When my Mum and Dad moved out of the house that they had lived in for over thirty years, my sisters and I finally had to take ownership of all the things that we had left in storage at the Pares house. It was an Extreme Sports version of a trip down Memory Lane. Memory Sand Dunes on a Quad Bike.
Quad rider in sand dunes roost
A lifetime of tangible history to be sorted through in one day. By the end of the day we were wantonly destroying the evidence – tossing boxes and boxes straight into the bin. In a way it was liberating, because I faced one of my greatest fears and survived.
The fear of Losing History.
House fires strike terror in my heart. Losing photographs is like losing a part of yourself. Visual evidence for an unreliable memory. I have often tried to imagine how I would recover if I lost all of my diaries in a fire or other accident.
I have been keeping hand-written diaries on and off since I was 10 years old and religiously since I was 20. For the last 19 years every single day of my life is accounted for. The level of detail may vary, but there is nothing less than half a page at least that records where I was, what I was up to and what I was thinking. My Alzheimer’s Insurance Policy.

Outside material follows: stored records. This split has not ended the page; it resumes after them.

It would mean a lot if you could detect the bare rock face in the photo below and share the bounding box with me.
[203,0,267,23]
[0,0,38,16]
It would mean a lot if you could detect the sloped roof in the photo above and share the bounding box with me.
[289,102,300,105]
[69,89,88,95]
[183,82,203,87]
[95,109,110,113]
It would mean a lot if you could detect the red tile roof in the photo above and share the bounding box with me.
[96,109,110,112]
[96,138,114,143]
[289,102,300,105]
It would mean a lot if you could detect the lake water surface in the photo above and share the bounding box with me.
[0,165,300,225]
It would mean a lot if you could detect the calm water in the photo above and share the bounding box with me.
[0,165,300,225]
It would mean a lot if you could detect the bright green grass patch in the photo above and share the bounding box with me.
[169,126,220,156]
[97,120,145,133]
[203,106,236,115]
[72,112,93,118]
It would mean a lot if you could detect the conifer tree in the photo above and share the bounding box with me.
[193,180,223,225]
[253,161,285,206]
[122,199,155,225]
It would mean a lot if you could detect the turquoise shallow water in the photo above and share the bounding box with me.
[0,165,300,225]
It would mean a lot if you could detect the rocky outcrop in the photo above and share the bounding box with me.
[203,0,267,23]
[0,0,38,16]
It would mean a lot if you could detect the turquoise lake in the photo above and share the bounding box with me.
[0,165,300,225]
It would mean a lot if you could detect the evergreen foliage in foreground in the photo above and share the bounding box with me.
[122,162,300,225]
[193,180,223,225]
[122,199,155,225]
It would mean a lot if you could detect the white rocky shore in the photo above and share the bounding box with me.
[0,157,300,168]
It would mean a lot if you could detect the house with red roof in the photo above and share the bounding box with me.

I fear that if I lost my library of life history I would be cut adrift, like an astronaut free-falling through space.
astronaut 002
Recently my phone broke and because I don’t have a degree in iPhonology, I lost everything. Most photos were posted on Instagram or had been saved elsewhere, but the thing I found upsetting was that I lost all of my text message conversations. Text threads are relationship histories. The jokes you shared, the places you met, apologies made, support given. I enjoyed meandering through my friendships in text.
I read a very interesting article about homeless people who hoard their possessions. The article posited that having already lost everything once before, the homeless hoarders were safeguarding against future loss. Stockpiling a sense of security. This is how I feel about words. I am building a fort against the loss of history.